Now the recipe for those are quite simple…wrap walleye in bacon and cook. YUM. I discovered a new way to do bacon wrapped fish and wanted to share it with you. Since everyone knows I have a fondness for different adult beverages, I thought I would also enlighten you all about my latest craze for the hot weather that has recently found us… Cider. Hmmm. Cold, crisp, refreshing, and tastes like summer. There are more and more choices of ciders on the market these days. Some taste extremely apple juice like (not my preference) but some are the just right with only a hint of apple taste. My favourites are Magners and of course the traditional Strongbow -Perfect pairings for rich, scrumptious, fried fish.
So…on with this week’s recipe, a new way for bacon wrapped walleye:
Bacon-Wrapped Mustard Walleye
- 1 cups flour
- 1 cup panko crumbs
- 1 cup cracker crumbs
- 5 tbs seasoning salt
- 6 walleye fillets, cut into 1.5 -inch cubes
- 2 lbs side bacon, sliced
- 2 cups “Sweet with heat” mustard
- Combine flour, cracker crumbs and seasoning salt; set aside.
- Sprinkle fillets with lemon pepper, then wrap each cube with a bacon slice, secure with a toothpick and cover with mustard.
- Completely cover the cubes with the flour mixture. Deep-fry in canola oil until golden brown. A 1 1/2-inch cube should take about 1 to 2 minutes to cook if the oil is at the right temperature.
- Serve with deep-fried potatoes, beans and bread.

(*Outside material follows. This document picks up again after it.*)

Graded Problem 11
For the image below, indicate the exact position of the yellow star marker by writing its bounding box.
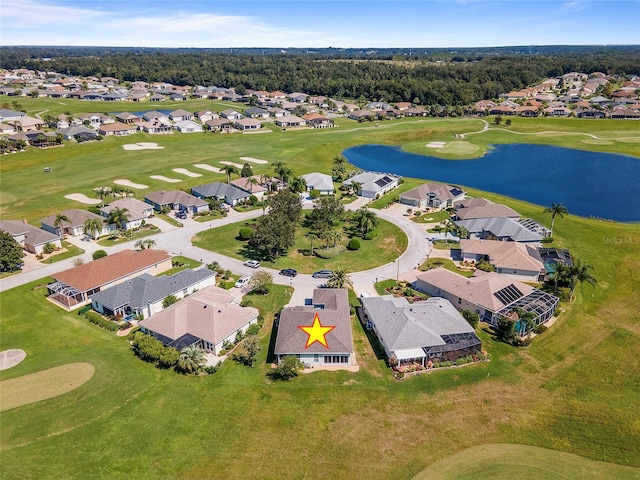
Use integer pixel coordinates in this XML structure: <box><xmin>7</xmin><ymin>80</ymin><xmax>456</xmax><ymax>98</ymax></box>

Frying tip: Before frying your fish, make sure the oil is sufficiently hot. To test if it’s ready, drop in a piece of fish: if it sinks and doesn’t quickly bubble back up to the surface, the oil isn’t hot enough. Also make sure that the oil remains hot until the fish is fully cooked; lower temperatures mean a longer cooking time, and the longer the fish sits in the oil, the soggier it will get.
Let me know how it works out, I am planning on trying this soon!